Ezberden sıralananlar, bilgi ile donatılmış ise basit ve bayağı durmasa bile zihinlerde yerli yerine oturmayan boşluklar bırakır.
Üçgen bir delikten beşken bir parçayı geçirememek kadar uyumsuzdur. Uyumsuz parçaların yerli yerine oturmasını beklemekse, iyimserlik şeklinde açıklanabilir.
Elde edilmiş bilgiyi sindirmekten bahsediyorum aslında ve bir de içine alarak özümsemekten. İşin aslın içselleştirme terimi üzerinde duruyorum.
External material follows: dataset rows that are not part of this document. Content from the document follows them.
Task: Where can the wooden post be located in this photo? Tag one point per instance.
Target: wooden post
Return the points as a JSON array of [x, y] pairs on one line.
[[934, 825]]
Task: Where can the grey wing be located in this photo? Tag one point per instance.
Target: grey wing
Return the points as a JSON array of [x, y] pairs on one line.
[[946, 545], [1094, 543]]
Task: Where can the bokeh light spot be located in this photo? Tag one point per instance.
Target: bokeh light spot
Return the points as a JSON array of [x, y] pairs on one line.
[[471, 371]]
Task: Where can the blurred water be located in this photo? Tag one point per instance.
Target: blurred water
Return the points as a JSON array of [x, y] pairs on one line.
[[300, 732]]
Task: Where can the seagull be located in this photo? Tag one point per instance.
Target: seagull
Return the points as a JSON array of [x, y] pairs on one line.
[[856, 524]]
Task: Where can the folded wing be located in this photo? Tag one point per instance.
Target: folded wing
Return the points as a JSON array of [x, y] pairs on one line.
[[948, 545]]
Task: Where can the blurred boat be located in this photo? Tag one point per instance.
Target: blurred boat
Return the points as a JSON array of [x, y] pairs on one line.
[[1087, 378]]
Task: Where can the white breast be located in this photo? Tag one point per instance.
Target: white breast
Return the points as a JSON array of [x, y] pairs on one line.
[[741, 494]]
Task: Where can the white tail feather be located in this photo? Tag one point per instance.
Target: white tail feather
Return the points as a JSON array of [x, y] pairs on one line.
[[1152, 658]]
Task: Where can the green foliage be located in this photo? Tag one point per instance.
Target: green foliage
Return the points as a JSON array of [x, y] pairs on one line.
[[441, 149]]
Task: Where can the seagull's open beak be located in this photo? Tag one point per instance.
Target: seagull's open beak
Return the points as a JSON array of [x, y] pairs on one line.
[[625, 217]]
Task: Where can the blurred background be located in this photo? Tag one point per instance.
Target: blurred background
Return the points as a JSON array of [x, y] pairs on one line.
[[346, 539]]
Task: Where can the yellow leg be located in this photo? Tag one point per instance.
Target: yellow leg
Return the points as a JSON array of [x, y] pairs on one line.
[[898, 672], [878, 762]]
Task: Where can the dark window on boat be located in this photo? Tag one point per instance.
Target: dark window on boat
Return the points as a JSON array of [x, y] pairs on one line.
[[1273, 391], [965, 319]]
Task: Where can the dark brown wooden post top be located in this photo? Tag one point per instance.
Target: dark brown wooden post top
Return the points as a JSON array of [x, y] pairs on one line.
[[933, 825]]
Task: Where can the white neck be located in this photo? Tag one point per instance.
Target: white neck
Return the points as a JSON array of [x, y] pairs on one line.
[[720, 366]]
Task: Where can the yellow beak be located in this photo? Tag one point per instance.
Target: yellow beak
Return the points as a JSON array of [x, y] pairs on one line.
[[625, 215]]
Kendi yolculuklarına çıkmamış ve tamamlamamışların hikayelerindeki en önemli sonuç da bu. Belki de bu boşluk, diğer insanların gözünde yerine oturmayanların ve güven vermeyenlerin en önemli sebebi.
Aslında biryerde; yaşanmamışlığın, sorgulanmayanların, mücadele verilmemişlerin sonucunda en ışıltılı sözlerin bile tat vermeyeceğini söylüyorum.
Mükemmelin uygulanmasında, onu test etmiş ve denemiş olmak önemli. Bu sayede kişi söylemlerinde daha emin bir şekilde ona kefil olunabileceğini yansıtabiliyor.
Çocuk yetiştirmemiş insanların çocuk yetiştirmekle ilgili iddiaları,
Evlilik dahi yapmamışların insanlara ilişkilerle ilgili tavsiyesi,
Sırça sarayına havadan konmuşların başkalarına başarı ve kazanmayı anlatışı,
Hata yapmamış insanların doğrulardan bahsedişi,
Yarım yamalak, idareten, uzağında saklanarak yaşamış insanların diğerlerine korkusuzca yaşamayı öğretişi,
Kendi meseleleri için savaş vermemiş insanların, başaklarının meselelerindeki savaşına yardım edişi….
Her şeyi birebir yaşamış olmak mı gerekli.
Olabildiğince evet. Ama her şeyi yaşamak mümkün değil.
Her şeyi sindirmek de öyle.
İnsan bazı şeylerin içinde bazılarının yakınında bazılarında oldukça uzağında bir hayat sürüyor.
Yaşıyor, gözlüyor, düşünüyor, okuyor ya da bir bilgisi ya da fikir yoksa ise fikir yürütüyor. Bu nokta da diğerlerinin sahibi olmadan fikri yürüten, en uzağında kalan olarak, en uyumsuz, en oturmaz olanına ve en iddialı savunanına dönüşüveriyor.
Yaşamış olmak, atlatmış olmak yeterli mi? Oda tek başına çoğunlukla yetersiz. Bunun sebebi anlamak, ders almak, üzerinde düşünmek, bilgiyle birleştirip tam ve tutarlı çıkarımlarını bir araya getirmek zorunda. Her yaşanmış deneyim ve tecrübe olmuyor bunların eksikliğinde.
Ezbercilik, bir düşünce biçimi temelde. Eğitim, görüş, statü, akıl, konum hiç birisiyle ilgili değil. Zihnin çalışma şekli. Alınmış eğitim modelinin, seçili yaşama stratejisinin, gördüğünün, öğrendiğinin sonucu. Çoklu düşünce, çapraz düşünce, araştırmacı heyecan, esneklik ve daha az yaralı egoların ezberciliğin önüne geçecek yeni zihin tiplerini oluşturma şansı var. Bir de bu şansını çok uzun yıllar önce kaybetmişler var.